Smoke test

make smoke is the SUBSTR-02 / SUBSTR-03 / SUBSTR-04 acceptance gate. It runs the live substrate end-to-end on a clean checkout with no cloud credentials and proves that deadline-based failure detection works on the wire.

What it proves

The smoke test boots the full Phase-2 substrate and exercises every concern in one run:

  • rollout-storage opens three independent redb files (one per coordinator / w1 / w2) with always-fsync durability.
  • rollout-transport brings up the HTTP/2 listener with an auto-generated dev CA + per-host mTLS certificates.
  • rollout-plugin-host loads two plugins per worker — a Rust cdylib and a Python sidecar (stdlib-only framed-JSON over UDS).
  • rollout-coordinator persists the worker registry + heartbeat ledger and runs the deadline-based failure scan that emits worker_failed for any worker overdue by more than coordinator_failure_timeout + clock_skew_budget.

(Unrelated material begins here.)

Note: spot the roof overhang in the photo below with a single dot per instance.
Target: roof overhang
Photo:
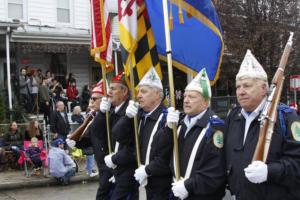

When the script kills w1 with SIGKILL, the coordinator must observe and emit the failure event for w1's ULID inside the deadline budget — that is the contract the substrate ships.

Topology

                        coord.log (NDJSON events)
                          ▲
                          │
    ┌─────────────────────┴─────────────────────┐
    │            rollout-coordinator            │
    │  ./data/smoke/coord.db   tls/ca.pem       │
    │  listen 127.0.0.1:50051 (mTLS, H/2)       │
    └───────────────┬──────────────┬────────────┘
                    │              │
              heartbeat 500ms  heartbeat 500ms
                    │              │
    ┌───────────────▼──┐     ┌────▼─────────────┐
    │  rollout worker w1│     │ rollout worker w2 │
    │  w1.db            │     │ w2.db             │
    │  plugins:         │     │ plugins:          │
    │    cdylib sample  │     │   cdylib sample   │
    │    sidecar sample │     │   sidecar sample  │
    └───────────────────┘     └───────────────────┘

Both workers load both plugin samples; the cdylib path is built on demand by the script (cargo build --manifest-path .../rust_cdylib_sample/Cargo.toml) and the Python sidecar resolves via PYTHONPATH=python/examples.

Timeline

StepWall-clock budgetAsserted invariant
Build binaries + cdylib~30 s (cold) / instant (cached)exit 0
Spawn coordinator< 1 sport 50051 up
Spawn w1 + w2< 1 sboth PIDs alive
Wait heartbeat-stable< 5 sworker_heartbeat for both ULIDs in coord.log
kill -KILL w1instant
Detect worker_failed(w1)< 8 s (D-TIME-01 floor: 2 × heartbeat_interval + skew)worker_failed topic + w1 ULID in coord.log

The 8-second detection deadline is well inside the spec contract: at the locked Phase-2 defaults (heartbeat_interval = 500 ms, coordinator_failure_timeout = 5 s, clock_skew_budget = 250 ms), the failure-scan loop ticks at 250 ms and fires the event within coordinator_failure_timeout + clock_skew_budget ≈ 5.25 s of the missed beat — observed locally at ~5.2 s.

Where logs go

All smoke artifacts land under ./data/smoke/ (gitignored):

PathPurpose
data/smoke/coord.dbCoordinator embedded storage
data/smoke/w1.db, w2.dbPer-worker embedded storage
data/smoke/tls/Auto-generated dev CA + per-host certs
data/smoke/sidecars/Per-plugin UDS sockets
data/smoke/logs/coord.logCoordinator stdout (NDJSON spec-09 events + tracing)
data/smoke/logs/w1.log, w2.logWorker stdout (tracing)
data/smoke/logs/w1.toml, w2.tomlPer-worker TOML (sed-rewritten from the shared fixture so each worker has its own db)
data/smoke/logs/w1.id, w2.idPre-allocated worker ULIDs (smoke driver writes these so the grep step is deterministic)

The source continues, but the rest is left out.